Cette découverte scientifique de grande valeur est assez sensationnelle : de jeunes cellules cérébrales réussissent à passer dans le sang et s'installer à l'intérieur de cancers dont elles stimulent le développement. C'est nouveau et cela devrait sans doute contribuer à comprendre la raison de la gravité de certains cancers, ce qui devrait permettre de mieux les traiter. Il faut rappeler que le même phénomène est constaté dans les métastases à distance de ces cancers. Cette découverte devrait déboucher sur de nouvelles méthodes diagnostiques et thérapeutiques plus efficaces.

Comment combattre cette nouvelle source de développement du cancer ? Y a-t-il déjà des pistes de thérapies (médicamenteuses ou non) pour enrayer ce développement?

Cette découverte assez sensationnelle débouche sur plusieurs pistes de recherche. Elles ne sont encore qu'embryonnaires. Ce qu'il faut retenir de ce travail, c'est qu'il a mis en évidence un facteur explicatif – parmi d'autres - de la forte agressivité de certains cancers. C'est une avancée importante, car cela devrait aider à maîtriser cette agressivité, à défaut de pouvoir éradiquer le cancer.

On a vu que ces formations néo neuronales intra-tumorales secrétaient entre autres de l'adrénaline et que cette dernière contribuait à ce que le cancer se développe. On a rapproché cette découverte de la constatation selon laquelle les individus prenant un médicament bêtabloquant au long cours, s'ils avaient un cancer évolutif, leur cancer avait une évolution très ralentie. La prise de bêtabloquant semblant donc freiner l'évolution des cancers. Et justement les bêtabloquants diminuent la production d'adrénaline. Il y a donc là probablement une voie de recherche et de traitement des cancers agressifs.

Il est aussi envisageable que les progéniteurs neuronaux soient détectables dans le sang : leur présence indiquerait qu'ils ont réussi à franchir la barrière hémato-encéphalique et qu'en cas de cancer, ils pourraient s'y installer, s'y développer et contribuer ainsi à une évolution particulièrement sévère. On pourrait aussi concevoir la mise au point d'un traitement qui éliminerait sélectivement ces progéniteurs neuronaux circulants. Donc, plusieurs pistes thérapeutiques envisageables.

Cette découverte rend-elle certains traitements du cancer obsolètes, ou du moins relativise leur efficacité ? Comment allier ces résultats aux méthodes habituelles de lutte contre le cancer ?

La plupart des méthodes thérapeutiques actuelles des cancers sont peu satisfaisantes. La chimiothérapie non sélective est une arme de destruction massive. Elle atteint autant le reste du corps que le cancer (si ce n'est plus dans certains cas de cancer chimiorésistant). La radiothérapie est également destructrice et donc source de beaucoup d'effets secondaires qui sont parfois très douloureux et invalidants. Quant à la chirurgie, son efficience est très variable selon le type de cancer : la chirurgie en cas de micro cancer intra tissulaire est salvatrice et en général non mutilante ; mais nombre d'interventions chirurgicales carcinologiques sont seulement réductrices (palliatives) et en même temps invalidantes.

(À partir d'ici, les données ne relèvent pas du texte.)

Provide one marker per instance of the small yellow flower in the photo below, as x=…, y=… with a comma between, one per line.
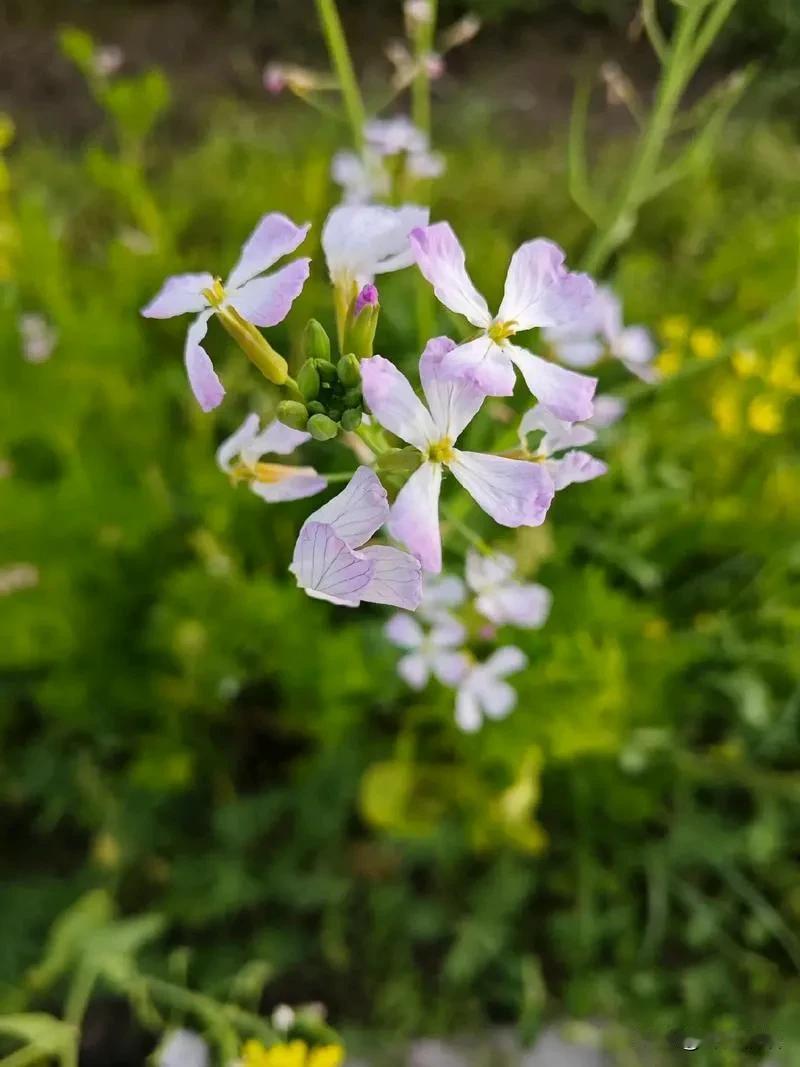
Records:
x=674, y=328
x=705, y=344
x=764, y=415
x=668, y=362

L'immunothérapie anticancéreuse est tout de même une arme de faible intérêt, bien que théoriquement séduisante.

Les vrais traitements dignes de ce nom des cancers sont les thérapies ciblées qui s'attaquent aux cellules cancéreuses sans détruire le reste du corps. Mais elles sont peu nombreuses et fort coûteuses.

Si l'on parvenait à exploiter les conséquences de cette découverte sensationnelle, cela devrait déboucher sur une nouvelle ère dans les traitements des cancers agressifs : ce serait un gros progrès qui éviterait aux cancéreux gravement atteints de mourir dans un court délai, comme cela reste encore non rarement le cas. Il faudrait également comprendre pourquoi les progéniteurs neuronaux ont une telle affinité pour certains cancers et l'on pourrait peut-être empêcher leur intégration dans ces tumeurs malignes. Donc, plusieurs pistes de recherche très prometteuses, mais beaucoup reste à faire.